How often are legends validated by archaeological finds? Not frequently, but when it happens, everyone starts believing to some extent.
500 years ago, the British Isles were terrorized by hellish black dogs. One of the more famous dogs being “Black Shuck,” a giant hellhound with burning red eyes and a matching attitude. An ancient legend tells that on the night of August 4, 1577, as a storm was raging in Blythburg, Suffolk, villagers took shelter inside the Holy Trinity Church.

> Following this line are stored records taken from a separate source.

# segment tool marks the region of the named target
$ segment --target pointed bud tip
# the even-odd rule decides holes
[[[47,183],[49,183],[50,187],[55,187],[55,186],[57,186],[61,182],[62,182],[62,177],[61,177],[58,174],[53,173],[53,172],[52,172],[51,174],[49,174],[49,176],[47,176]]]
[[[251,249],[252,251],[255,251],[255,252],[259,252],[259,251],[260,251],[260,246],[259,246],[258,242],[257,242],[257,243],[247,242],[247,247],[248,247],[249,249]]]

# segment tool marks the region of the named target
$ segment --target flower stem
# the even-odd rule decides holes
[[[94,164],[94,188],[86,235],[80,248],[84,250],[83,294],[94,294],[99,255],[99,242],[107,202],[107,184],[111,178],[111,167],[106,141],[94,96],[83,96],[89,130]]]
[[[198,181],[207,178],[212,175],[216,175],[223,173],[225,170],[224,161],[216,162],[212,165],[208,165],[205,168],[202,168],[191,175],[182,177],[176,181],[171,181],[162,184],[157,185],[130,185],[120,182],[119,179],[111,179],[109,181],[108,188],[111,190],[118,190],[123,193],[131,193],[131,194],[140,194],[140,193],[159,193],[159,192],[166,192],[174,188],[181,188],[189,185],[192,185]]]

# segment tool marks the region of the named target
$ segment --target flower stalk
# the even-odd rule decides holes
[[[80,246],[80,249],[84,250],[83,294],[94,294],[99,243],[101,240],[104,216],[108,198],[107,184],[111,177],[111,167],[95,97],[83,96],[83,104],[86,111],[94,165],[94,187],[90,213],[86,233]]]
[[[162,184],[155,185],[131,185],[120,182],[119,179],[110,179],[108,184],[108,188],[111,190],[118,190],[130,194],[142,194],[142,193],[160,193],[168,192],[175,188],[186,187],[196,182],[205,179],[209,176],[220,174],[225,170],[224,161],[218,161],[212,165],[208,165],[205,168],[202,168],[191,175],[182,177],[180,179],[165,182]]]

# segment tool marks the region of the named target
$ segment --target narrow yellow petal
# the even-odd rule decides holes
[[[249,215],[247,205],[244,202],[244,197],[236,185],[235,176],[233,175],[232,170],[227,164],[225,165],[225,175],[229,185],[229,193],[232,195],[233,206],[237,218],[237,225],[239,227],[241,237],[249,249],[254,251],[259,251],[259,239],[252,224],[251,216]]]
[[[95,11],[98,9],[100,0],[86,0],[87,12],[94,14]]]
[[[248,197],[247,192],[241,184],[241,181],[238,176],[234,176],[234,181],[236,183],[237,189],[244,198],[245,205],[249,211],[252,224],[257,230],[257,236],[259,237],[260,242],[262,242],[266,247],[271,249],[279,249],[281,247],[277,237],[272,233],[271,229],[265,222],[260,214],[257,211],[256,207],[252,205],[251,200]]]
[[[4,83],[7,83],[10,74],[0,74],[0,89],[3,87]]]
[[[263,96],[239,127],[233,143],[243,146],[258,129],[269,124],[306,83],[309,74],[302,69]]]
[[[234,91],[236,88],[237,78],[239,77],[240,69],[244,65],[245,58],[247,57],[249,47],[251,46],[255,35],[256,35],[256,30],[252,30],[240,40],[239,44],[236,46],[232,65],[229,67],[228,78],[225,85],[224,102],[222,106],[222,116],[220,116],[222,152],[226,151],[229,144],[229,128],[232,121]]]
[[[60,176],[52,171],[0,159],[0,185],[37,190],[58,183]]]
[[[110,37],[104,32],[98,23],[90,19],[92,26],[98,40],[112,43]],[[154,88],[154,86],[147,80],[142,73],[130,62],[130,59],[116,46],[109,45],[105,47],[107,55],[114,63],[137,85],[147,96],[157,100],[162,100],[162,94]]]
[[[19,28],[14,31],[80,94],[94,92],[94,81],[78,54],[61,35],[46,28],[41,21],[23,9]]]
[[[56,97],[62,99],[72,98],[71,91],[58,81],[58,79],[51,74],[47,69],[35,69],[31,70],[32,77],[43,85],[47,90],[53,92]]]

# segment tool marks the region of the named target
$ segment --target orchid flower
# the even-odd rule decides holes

Suddenly, a thunder burst open the doors and the monstrous dog barged in, snarling and growling. It set its bloodshot eyes upon a man and a boy, whom he killed before fleeing the church when the steeple collapsed.

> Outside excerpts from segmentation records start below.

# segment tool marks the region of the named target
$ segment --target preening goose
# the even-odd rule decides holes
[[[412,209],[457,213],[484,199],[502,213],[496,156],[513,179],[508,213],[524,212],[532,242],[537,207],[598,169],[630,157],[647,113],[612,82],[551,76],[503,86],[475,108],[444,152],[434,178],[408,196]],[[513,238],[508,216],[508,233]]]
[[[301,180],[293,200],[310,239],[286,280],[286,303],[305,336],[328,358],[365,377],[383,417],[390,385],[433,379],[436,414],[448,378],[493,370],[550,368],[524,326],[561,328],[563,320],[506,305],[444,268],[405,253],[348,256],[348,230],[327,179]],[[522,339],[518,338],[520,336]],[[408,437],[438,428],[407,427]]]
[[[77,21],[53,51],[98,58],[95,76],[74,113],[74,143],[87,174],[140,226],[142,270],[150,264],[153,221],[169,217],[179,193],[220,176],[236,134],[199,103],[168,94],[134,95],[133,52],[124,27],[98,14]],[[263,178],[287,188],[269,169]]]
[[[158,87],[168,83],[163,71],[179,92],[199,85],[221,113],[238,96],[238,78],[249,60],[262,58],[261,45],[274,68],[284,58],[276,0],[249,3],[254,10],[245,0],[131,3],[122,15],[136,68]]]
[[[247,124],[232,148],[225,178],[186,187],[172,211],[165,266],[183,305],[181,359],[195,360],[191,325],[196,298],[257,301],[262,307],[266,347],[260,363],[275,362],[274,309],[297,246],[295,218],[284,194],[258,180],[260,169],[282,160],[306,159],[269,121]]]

The account is described in Reverend Abraham Fleming’s book ‘A Straunge and Terrible Wunder:‘
This black dog, or the devil in such a likeness (God he knoweth all who worketh all) running all along down the body of the church with great swiftness, and incredible haste, among the people, in a visible form and shape, passed between two persons, as they were kneeling upon their knees, and occupied in prayer as it seemed, wrung the necks of them both at one instant clean backward, in so much that even at a moment where they kneeled, they strangely died.”
Blythburgh residents say his claw marks still adorn the church door. And according to some, the legend of Black Shuck was the inspiration for Sir Arthur Conan Doyle’s ‘The Hound of the Baskervilles.’
Last year, archaeologists who were excavating the ruins of Leiston Abbey in Suffolk, England uncovered the remains of a giant dog that once stood 7 feet tall on its hind legs. A veterinarian was called to the dig and estimated the mammoth dog weighed approximately 200 pounds when it lived. Could this skeleton have belonged to Black Shuck, the demon canine? And why was it buried on holy grounds—was it ritualistic?
Radiocarbon dating will show us this dogs lifespan, and if the time frame is correct the legend gets a reality boost.. But no matter what, the tale of the Black Shuck will surely persist.